Would you send your kids to kindergarten if it was going to cost you money? It's the only choice provided to parents in Hudson, NH, the last city in the contiguous U.S. not to offer free kindergarten to its children.
The city of twenty-five thousand has been ordered to comply with a 2007 New Hampshire law calling for universal kindergarten by this fall, but district officials are bucking the order. They need more money to make it happen, they say.
I'm honestly surprised there are place left in the U.S. where school wouldn't be offered free of charge to families. It's not just Hudson. There are nine other school districts in the Live Free or Die State that will have to add universal kindergarten this fall (the other districts have already started making provisions to do so). There's also one school district in Alaska that does not provide kindergarten to its kids (gee, think Gov. Sarah Palin might want to take a look at that one now that she has some extra time on her hands?).
. What ever happened to the right to an education (yes, I know, it's not in the Constitution - but it should be)? I was equally surprised several years ago when I first learned that kindergarten wasn't mandatory. Having been enrolled at five, having had my brother follow me at five, having heard about my parents' kindergarten classrooms, I mistakenly thought this was a given. Not so. My husband is one of millions of Americans who didn't attend kindergarten (he's the one who first told me about it).
But keeping your child home for the year, or opting for a private institution rather than public is one thing. Not being offered the service at all? It sounds like another case of someone putting the priorities on money instead of on kids.

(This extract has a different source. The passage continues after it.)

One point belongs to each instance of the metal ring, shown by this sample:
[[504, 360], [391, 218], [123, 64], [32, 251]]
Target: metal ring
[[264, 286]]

Study results have varied on the benefit of full-day kindergarten for kids, the most recent report surmising that the good it does disappears by the time the kids are in eighth grade. But if ninety-nine point nine percent of American kids are given free kindergarten, it stands to reason that the Hudson kids are being discriminated against by not being afforded the same opportunities.
For the same services provided for other kids, Hudson parents are expected to pay as much as $4,000 to $8,000 at a private institution. More than ninety percent of the parents pay up, but not everyone can afford the fees. The economic downturn is only making it harder. Ironically that's just why the city of Hudson says they can't make the change.
Despite offers of state aid, Hudson wants more. Considering the taxpayers are already being burdened (via the demand of private tuition costs), wouldn't it be more appropriate to levy a tax on the citizens that would go across the board and make education available to every kid?
A little reminder to the city of Hudson - parents aren't the only one who benefit from their children getting an education. So how about stepping up for the sake of all citizens - even those under four feet tall?